A steep rise in oil prices and resulting global slowdown hurts export-dependent Sweden. The government offers subsidies to industry in an effort to stave off unemployment, but the dramatic rise in living standards that marked the '50s and '60s slows. In 1974, after years of discussion, Sweden makes parliamentary democracy with a ceremonial monarchy the clear system of government.
Facing economic stagnation, the Social Democratic government resigns. For the first time in 40 years a non-socialist coalition rules. It repeatedly devalues the krona, which improves competitiveness only temporarily. Concern over rising unemployment and budget deficits as well as a split over nuclear energy bring the Social Democrats, and Olof Palme as prime minister, back to power in 1982.
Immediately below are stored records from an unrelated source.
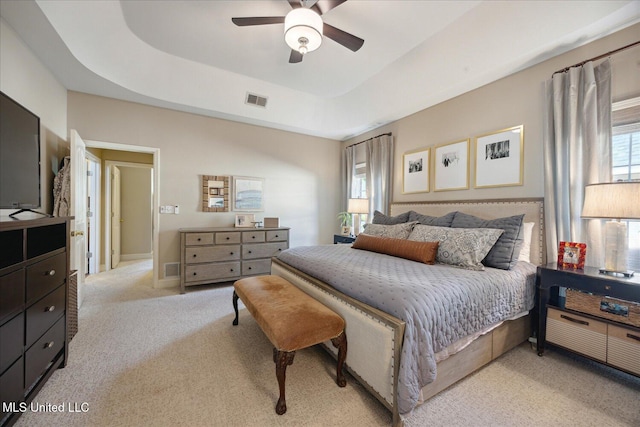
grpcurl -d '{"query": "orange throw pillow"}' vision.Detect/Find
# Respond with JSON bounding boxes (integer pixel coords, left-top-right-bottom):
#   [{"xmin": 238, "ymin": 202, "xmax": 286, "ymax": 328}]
[{"xmin": 351, "ymin": 234, "xmax": 440, "ymax": 264}]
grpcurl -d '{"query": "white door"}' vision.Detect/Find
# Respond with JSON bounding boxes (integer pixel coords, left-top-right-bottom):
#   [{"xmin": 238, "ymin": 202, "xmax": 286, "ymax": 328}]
[
  {"xmin": 111, "ymin": 166, "xmax": 122, "ymax": 268},
  {"xmin": 70, "ymin": 129, "xmax": 87, "ymax": 308}
]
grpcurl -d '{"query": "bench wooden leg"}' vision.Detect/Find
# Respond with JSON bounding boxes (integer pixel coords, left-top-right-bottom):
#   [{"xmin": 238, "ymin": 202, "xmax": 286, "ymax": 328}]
[
  {"xmin": 273, "ymin": 348, "xmax": 296, "ymax": 415},
  {"xmin": 331, "ymin": 331, "xmax": 347, "ymax": 387},
  {"xmin": 233, "ymin": 291, "xmax": 238, "ymax": 326}
]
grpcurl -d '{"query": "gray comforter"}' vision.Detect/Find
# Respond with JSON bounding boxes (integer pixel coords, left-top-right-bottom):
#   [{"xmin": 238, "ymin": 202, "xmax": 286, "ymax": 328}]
[{"xmin": 278, "ymin": 245, "xmax": 536, "ymax": 414}]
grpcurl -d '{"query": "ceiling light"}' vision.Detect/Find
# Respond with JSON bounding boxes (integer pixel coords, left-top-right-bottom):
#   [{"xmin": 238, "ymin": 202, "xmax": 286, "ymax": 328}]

A rebound in international business helps Sweden balance its budget and further expand the public sector. In 1986 the country is stunned when Olof Palme is assassinated; his killer remains unknown. Palme's successor, Ingvar Carlsson, continues his policies. Economic growth is on par with the rest of Europe, but prices and wages rise faster in Sweden, and unemployment is relatively low.
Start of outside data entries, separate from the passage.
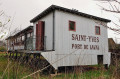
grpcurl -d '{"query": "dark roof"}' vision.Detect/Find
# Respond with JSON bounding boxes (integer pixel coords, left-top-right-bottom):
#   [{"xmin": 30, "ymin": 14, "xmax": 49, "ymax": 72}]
[
  {"xmin": 30, "ymin": 5, "xmax": 111, "ymax": 22},
  {"xmin": 6, "ymin": 26, "xmax": 33, "ymax": 40},
  {"xmin": 108, "ymin": 38, "xmax": 117, "ymax": 49}
]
Global recession hits Sweden especially hard. Between 1990 and '93 GDP drops 5 percent, and the number of jobs falls almost 10 percent. One of every four industrial jobs dries up. The '91 elections bring a non-socialist coalition to power, with Carl Bildt as prime minister. The economy does not immediately respond to his efforts to cut taxes, curb public spending, and encourage private enterprise.
Social Democrats win the 1994 elections. The government institutes tax increases and spending cuts. In a referendum in November 1994, a scant 52.3 percent of voters choose European Union membership. On January 1, 1995, Sweden joins the EU, but membership remains controversial. In 1997 the government declines to join the Economic and Monetary Union, and will not immediately adopt the euro.
Spending cuts trim social programs. In the 1998 elections, the Social Democrats retain power in a coalition but post their weakest showing ever, losing support to the former Communists. Despite cutbacks, the public sector employs about a third of workers; 87 percent of the labor force is unionized. The technology sector booms. The government works toward tax reform, attempting to lower tax rates.
Unemployment falls to about 4 percent, inflation is low, and the budget runs a surplus. But the global economic slowdown affects Sweden's important high-tech sector. The International Monetary Fund advocates reducing taxation and public spending. Prime Minister Goran Persson is reelected in 2002 with a minority coalition. He announces a referendum on joining the European single currency, the euro.